Des lagunes de toutes les couleurs jusqu'à la plus splendide de toutes, la laguna colorada aux eaux rouges et parfaitement planes dans lesquelles se reflètent les montagnes alentours pendant que des colonies de flamants roses y quêtent leur nourriture.
On passe aussi par des déserts majestueux plantés de rochers aux formes surprenantes rappelant les tableaux cosmiques de Dalí (et ce n'est pas un hasard si un de ces déserts porte le nom du peintre à moustache),
on suffoque à nouveau devant la puissance souffrée des geysers
et bien entendu je ne pourrais m'empêcher de courir après les troupeaux de lamas en poussant des cris étranges pour essayer de les attirer (sans succès je dois avouer, mais je suis persuadé d'en avoir fait marrer plus d'un pendant qu'ils me fuyaient!).

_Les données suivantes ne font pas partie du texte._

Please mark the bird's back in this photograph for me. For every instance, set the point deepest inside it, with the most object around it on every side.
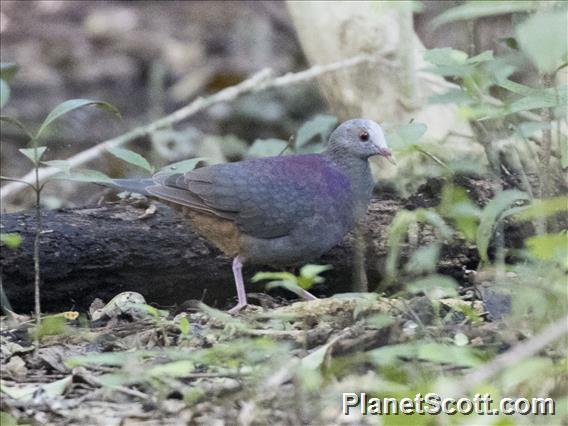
(270, 208)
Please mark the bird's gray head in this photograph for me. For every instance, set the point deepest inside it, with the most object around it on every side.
(359, 137)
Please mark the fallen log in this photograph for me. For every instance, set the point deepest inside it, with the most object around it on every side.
(100, 251)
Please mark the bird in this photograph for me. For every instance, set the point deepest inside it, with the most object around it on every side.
(279, 210)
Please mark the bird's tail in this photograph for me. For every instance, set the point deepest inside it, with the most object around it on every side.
(137, 185)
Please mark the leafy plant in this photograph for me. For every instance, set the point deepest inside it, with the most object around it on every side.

Enfin, au bout de ces 3 journées bien remplies, nous atteignons les 12 500km2 d'étendues blanches éblouissantes du plus vaste salar du monde, avec en son centre la surprenante île aux cactus parsemées de centaines de ces grands végétaux épineux (jusqu'à 10m de haut pour les plus anciens).
Je passe sur la ville d'Uyuni, grand terrain vague en perdition dont le ciel venteux est parsemé de sacs plastiques virevoltants comme des oiseaux ivres et dont les 2 rues pavées du "centre" (succession d'agences de voyage et de gargotes pour touristes) sont jonchées de travellers post-hippies vautrés dans des positions rappelant les bons vieux clodos parisiens.
Ne souhaitant pas nous attarder là trop longtemps nous sautons dans le premier bus pour Potosi, toujours en compagnie de nos petits suisses (oui je sais mais impossible de ne pas la faire celle là).
Nous prendrons beaucoup de plaisir à arpenter les rues de cette ville, la plus haute du monde (près de 4100m), très typique avec ses cholitas nattées en robes et chapeau melon, ses anciens bâtiments coloniaux et son Mercado Central où se succèdent vendeuses de coca et étals de morceaux de bidoche en tout genre (jusqu'aux cœurs de bœufs entassés dans des bassines, langues pendantes et même museaux encore poilus, le tout au milieu d'effluves mettant en appétit).
Nous visiterons les mines du Cerro Rico partagés entre voyeurisme touristique et expérience humaine saisissante, les pauvres bougres creusant leur galerie plusieurs heures par jour à la recherche des précieux minerais dans des conditions peu éloignées de celles des héros de Zola.
On passe ensuite par Sucre, très jolie ville aux airs de Provence avec ses bâtiments coloniaux aux murs blancs, l'occasion de partir faire un trek de deux jours au sein des villages Jalq´a et de contempler l'immense cratère de Maragua à la forme de pâquerette gigantesque, dont l'origine serait une météorite ayant laissé des formations géologiques surprenantes et des traces de pas de dinosaures fossilisées.